Mempertahankan BPJS Melanggengkan Kezaliman
“Lubang tikus pun bukan tempat yang aman bagi persembunyian masyarakat untuk lari dari pemalakan model BPJS.”
Oleh: Endiyah Puji Tristanti, S.Si (Penulis dan Pemerhati Politik Islam)
MuslimahNews.com, OPINI — Sehat itu rumit. Untuk mendapatkan jaminan kesehatan dari negara, masyarakat harus membayar iuran kesehatan wajib bulanan. Sangat mudah sistem pembayarannya, sebab negara tengah menyiapkan sistem autodebit pada rekening nasabah.
Bagi yang tidak punya rekening dan terlambat membayar, harus berhadapan dengan debt collector resmi negara. Lebih dari itu, sanksi negara atas itu tidak main-main, yakni terhentinya berbagai layanan publik yang merupakan hak masyarakat Suatu bentuk kezaliman modern tersistem yang dilegalkan perundang-undangan.

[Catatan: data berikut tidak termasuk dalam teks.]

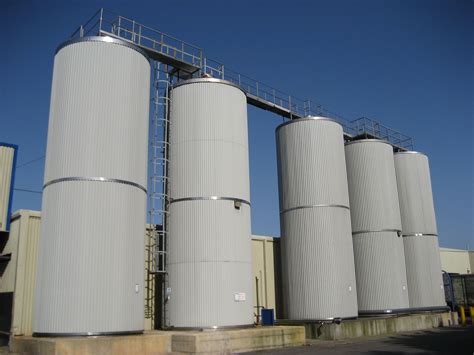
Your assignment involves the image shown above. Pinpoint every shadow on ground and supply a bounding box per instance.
[366,326,474,355]
[245,326,474,354]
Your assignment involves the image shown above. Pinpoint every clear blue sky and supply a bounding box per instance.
[1,0,472,249]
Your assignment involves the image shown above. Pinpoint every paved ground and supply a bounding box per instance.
[246,326,474,355]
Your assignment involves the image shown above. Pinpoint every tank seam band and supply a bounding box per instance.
[402,233,438,237]
[352,229,402,235]
[280,204,350,214]
[43,177,147,193]
[169,196,250,205]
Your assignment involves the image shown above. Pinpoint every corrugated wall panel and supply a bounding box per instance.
[280,208,358,319]
[168,79,253,328]
[276,119,350,209]
[395,152,446,309]
[403,236,446,308]
[394,153,437,235]
[345,140,409,313]
[345,141,402,232]
[34,37,150,335]
[169,80,249,200]
[36,183,146,333]
[352,232,409,312]
[276,118,358,320]
[0,145,16,232]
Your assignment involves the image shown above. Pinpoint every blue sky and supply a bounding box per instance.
[1,0,472,249]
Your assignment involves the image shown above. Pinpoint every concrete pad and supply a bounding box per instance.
[279,311,455,340]
[10,331,173,355]
[171,326,305,354]
[9,326,305,354]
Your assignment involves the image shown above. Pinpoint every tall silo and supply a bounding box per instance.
[276,117,358,320]
[345,139,409,314]
[394,152,446,310]
[168,78,253,328]
[34,37,150,335]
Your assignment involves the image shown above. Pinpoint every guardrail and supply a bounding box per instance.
[70,8,413,150]
[71,9,203,68]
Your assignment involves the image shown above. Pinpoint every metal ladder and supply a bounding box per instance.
[145,61,171,329]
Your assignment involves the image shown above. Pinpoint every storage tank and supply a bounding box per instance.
[276,117,358,320]
[345,139,409,314]
[394,152,446,310]
[168,78,253,328]
[0,143,18,233]
[34,36,150,335]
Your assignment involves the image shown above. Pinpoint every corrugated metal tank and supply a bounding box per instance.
[0,143,18,233]
[34,37,150,335]
[168,78,253,328]
[345,139,409,314]
[276,117,358,320]
[394,152,446,309]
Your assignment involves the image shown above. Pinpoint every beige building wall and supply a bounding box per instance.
[251,235,278,318]
[439,247,472,274]
[0,210,41,336]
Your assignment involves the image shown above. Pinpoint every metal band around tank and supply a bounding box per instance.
[169,196,251,206]
[280,204,350,214]
[56,36,149,60]
[276,116,341,132]
[172,77,245,94]
[402,233,438,237]
[352,228,402,235]
[345,138,392,147]
[394,151,427,157]
[33,330,143,337]
[43,177,147,193]
[169,323,254,331]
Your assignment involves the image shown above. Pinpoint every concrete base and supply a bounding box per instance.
[10,326,305,354]
[279,311,456,340]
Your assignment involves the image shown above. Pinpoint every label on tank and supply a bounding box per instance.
[234,292,246,302]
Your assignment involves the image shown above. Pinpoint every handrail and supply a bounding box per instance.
[69,8,414,151]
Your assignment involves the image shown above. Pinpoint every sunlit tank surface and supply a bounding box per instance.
[168,78,254,328]
[276,117,358,320]
[34,36,150,336]
[394,152,446,310]
[345,139,409,314]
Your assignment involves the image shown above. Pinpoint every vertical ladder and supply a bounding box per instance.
[145,61,171,329]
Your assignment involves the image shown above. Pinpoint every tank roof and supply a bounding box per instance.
[276,116,341,132]
[172,77,245,94]
[56,36,149,60]
[345,138,392,147]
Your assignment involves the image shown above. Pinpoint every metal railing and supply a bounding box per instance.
[351,117,413,150]
[72,9,203,68]
[70,8,414,151]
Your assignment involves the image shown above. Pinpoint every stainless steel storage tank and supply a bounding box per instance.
[168,78,253,328]
[394,152,446,310]
[34,37,150,335]
[276,117,358,320]
[345,139,409,314]
[0,143,18,233]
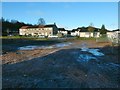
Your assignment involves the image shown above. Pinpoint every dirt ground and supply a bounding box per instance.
[2,39,120,88]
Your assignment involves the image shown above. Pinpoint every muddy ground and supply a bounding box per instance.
[1,39,120,88]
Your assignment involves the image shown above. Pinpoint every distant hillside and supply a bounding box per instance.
[1,18,33,36]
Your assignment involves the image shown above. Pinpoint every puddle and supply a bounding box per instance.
[18,46,39,50]
[18,45,54,50]
[88,49,104,56]
[44,46,54,49]
[38,46,54,49]
[80,42,104,56]
[18,42,72,50]
[77,54,97,62]
[55,42,72,48]
[81,48,104,56]
[77,42,104,63]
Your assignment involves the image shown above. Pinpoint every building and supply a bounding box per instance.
[71,29,80,36]
[106,31,114,38]
[79,28,100,38]
[71,27,100,37]
[19,24,58,37]
[108,29,120,44]
[58,28,68,36]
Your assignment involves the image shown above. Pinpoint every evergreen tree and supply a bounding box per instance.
[2,17,33,36]
[100,24,107,35]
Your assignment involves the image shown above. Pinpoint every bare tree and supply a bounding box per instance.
[37,18,46,25]
[88,23,95,37]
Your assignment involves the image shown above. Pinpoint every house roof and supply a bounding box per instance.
[20,26,29,29]
[71,29,78,32]
[77,27,99,32]
[107,30,114,32]
[44,24,56,27]
[113,29,120,32]
[20,24,57,29]
[58,28,67,31]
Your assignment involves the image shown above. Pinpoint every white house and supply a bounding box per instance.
[106,31,114,38]
[71,27,100,38]
[58,28,68,36]
[79,32,100,38]
[19,24,58,37]
[71,29,80,36]
[108,29,120,44]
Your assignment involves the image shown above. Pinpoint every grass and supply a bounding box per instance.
[0,36,49,41]
[96,35,109,43]
[1,36,102,43]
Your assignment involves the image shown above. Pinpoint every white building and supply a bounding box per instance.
[71,27,100,37]
[106,31,114,38]
[71,29,80,36]
[19,24,58,37]
[79,32,100,38]
[58,28,68,36]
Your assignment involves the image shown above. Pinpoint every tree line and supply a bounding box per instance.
[1,17,47,36]
[88,23,107,35]
[1,17,33,36]
[0,17,109,36]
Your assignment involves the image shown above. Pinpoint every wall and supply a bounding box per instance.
[19,27,53,36]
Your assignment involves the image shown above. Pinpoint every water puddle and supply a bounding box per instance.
[81,48,104,56]
[77,42,104,63]
[77,54,97,62]
[18,42,72,50]
[18,45,54,50]
[76,42,120,72]
[55,42,72,48]
[87,49,104,56]
[18,46,39,50]
[80,42,104,56]
[77,48,104,63]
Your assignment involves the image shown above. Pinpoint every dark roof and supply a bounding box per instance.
[44,24,56,27]
[77,27,99,32]
[20,24,57,29]
[107,30,114,32]
[28,26,39,28]
[113,29,120,32]
[58,28,67,31]
[94,28,99,32]
[20,26,29,29]
[80,29,88,32]
[71,29,78,32]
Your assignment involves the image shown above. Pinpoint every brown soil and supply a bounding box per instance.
[2,39,120,88]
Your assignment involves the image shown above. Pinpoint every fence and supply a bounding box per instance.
[96,32,120,46]
[96,34,109,43]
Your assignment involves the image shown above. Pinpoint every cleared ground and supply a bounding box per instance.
[1,38,120,88]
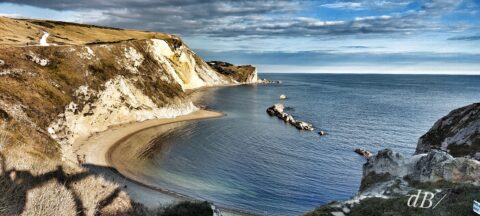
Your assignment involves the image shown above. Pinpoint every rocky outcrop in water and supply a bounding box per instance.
[266,104,314,130]
[416,103,480,157]
[354,148,372,158]
[258,78,282,84]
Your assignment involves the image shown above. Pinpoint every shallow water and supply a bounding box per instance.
[127,74,480,215]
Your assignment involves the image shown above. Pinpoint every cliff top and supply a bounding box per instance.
[0,16,172,46]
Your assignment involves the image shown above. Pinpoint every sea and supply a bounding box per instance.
[123,74,480,215]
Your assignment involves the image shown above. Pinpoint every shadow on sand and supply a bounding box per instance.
[0,152,125,216]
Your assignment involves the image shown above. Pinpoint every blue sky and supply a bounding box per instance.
[1,0,479,74]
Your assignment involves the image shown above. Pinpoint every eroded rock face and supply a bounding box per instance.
[363,149,406,177]
[48,76,199,158]
[0,37,259,160]
[363,149,480,188]
[416,103,480,157]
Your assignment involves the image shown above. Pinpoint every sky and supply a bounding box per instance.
[1,0,479,74]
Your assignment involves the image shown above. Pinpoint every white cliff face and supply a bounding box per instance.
[123,47,144,74]
[41,38,257,160]
[48,76,198,159]
[148,39,229,90]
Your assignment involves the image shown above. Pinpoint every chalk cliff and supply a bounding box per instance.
[0,17,258,160]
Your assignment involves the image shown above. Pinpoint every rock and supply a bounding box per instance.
[0,59,4,66]
[363,149,405,177]
[364,149,480,185]
[26,52,50,66]
[331,212,345,216]
[342,207,350,214]
[354,148,372,158]
[408,150,480,183]
[266,103,284,116]
[318,130,326,136]
[258,78,282,84]
[475,152,480,160]
[266,104,313,130]
[416,103,480,157]
[285,115,295,124]
[279,94,287,100]
[294,121,314,131]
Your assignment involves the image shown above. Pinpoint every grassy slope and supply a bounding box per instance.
[0,16,250,215]
[0,17,170,46]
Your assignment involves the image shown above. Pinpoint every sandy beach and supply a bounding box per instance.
[68,110,242,212]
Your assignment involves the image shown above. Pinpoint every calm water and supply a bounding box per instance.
[131,74,480,215]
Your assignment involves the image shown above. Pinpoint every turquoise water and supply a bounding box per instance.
[135,74,480,215]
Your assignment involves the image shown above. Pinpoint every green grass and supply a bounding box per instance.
[305,181,480,216]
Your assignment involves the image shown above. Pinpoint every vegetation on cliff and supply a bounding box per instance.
[0,16,257,215]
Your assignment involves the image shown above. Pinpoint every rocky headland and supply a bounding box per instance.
[0,16,259,215]
[306,103,480,216]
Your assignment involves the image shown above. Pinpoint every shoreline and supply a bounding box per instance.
[70,109,257,216]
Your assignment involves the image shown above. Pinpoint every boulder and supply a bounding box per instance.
[363,149,480,185]
[318,130,326,136]
[294,121,314,131]
[354,148,372,158]
[363,149,406,177]
[266,104,284,116]
[279,94,287,100]
[284,114,295,123]
[409,150,480,183]
[475,152,480,161]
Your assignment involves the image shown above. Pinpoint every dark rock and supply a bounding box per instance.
[354,148,372,158]
[416,103,480,157]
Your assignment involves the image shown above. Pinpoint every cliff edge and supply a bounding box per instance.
[416,103,480,157]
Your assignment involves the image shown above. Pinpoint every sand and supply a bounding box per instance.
[69,110,224,207]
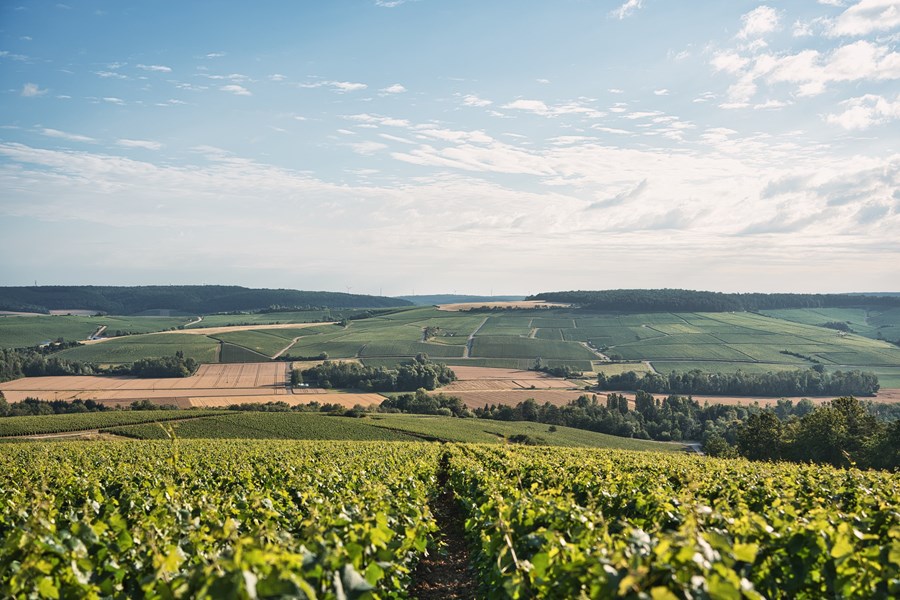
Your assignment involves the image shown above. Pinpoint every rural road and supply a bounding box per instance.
[463,318,489,359]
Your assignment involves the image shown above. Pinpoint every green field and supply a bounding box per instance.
[0,410,224,437]
[107,412,419,441]
[0,315,192,349]
[100,411,679,451]
[54,333,220,363]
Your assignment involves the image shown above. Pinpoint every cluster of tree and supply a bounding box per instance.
[125,352,199,378]
[711,396,900,470]
[379,388,471,417]
[0,285,411,315]
[298,355,456,392]
[530,361,583,378]
[819,321,853,332]
[0,348,96,382]
[474,392,753,441]
[0,397,182,417]
[597,368,879,397]
[528,289,900,313]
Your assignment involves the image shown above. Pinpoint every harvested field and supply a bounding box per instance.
[0,363,290,407]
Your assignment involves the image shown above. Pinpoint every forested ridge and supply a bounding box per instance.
[529,288,900,312]
[0,285,411,315]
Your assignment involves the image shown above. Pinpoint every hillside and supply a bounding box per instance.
[530,289,900,313]
[0,285,412,315]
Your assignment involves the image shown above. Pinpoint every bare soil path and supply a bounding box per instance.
[462,318,489,359]
[410,454,478,600]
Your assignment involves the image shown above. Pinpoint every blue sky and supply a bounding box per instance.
[1,0,898,296]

Lebih kejam dari sanksi yang diberikan lembaga perbankan yang menyita barang milik nasabah yang tidak mampu membayar tagihan.
Sanksi terhadap penunggak iuran BPJS Kesehatan berupa penghentian akses pelayanan publik yakni seperti perpanjangan SIM, pembuatan paspor, dan IMB.
Melalui regulasi instruksi presiden, pelaksanaan sanksi layanan publik akan diotomatiskan secara daring antara data di BPJS Kesehatan dan basis data yang dimiliki oleh kepolisian, Direktorat Jenderal Kependudukan dan Catatan Sipil, Badan Pertanahan Negara, dan lain-lain.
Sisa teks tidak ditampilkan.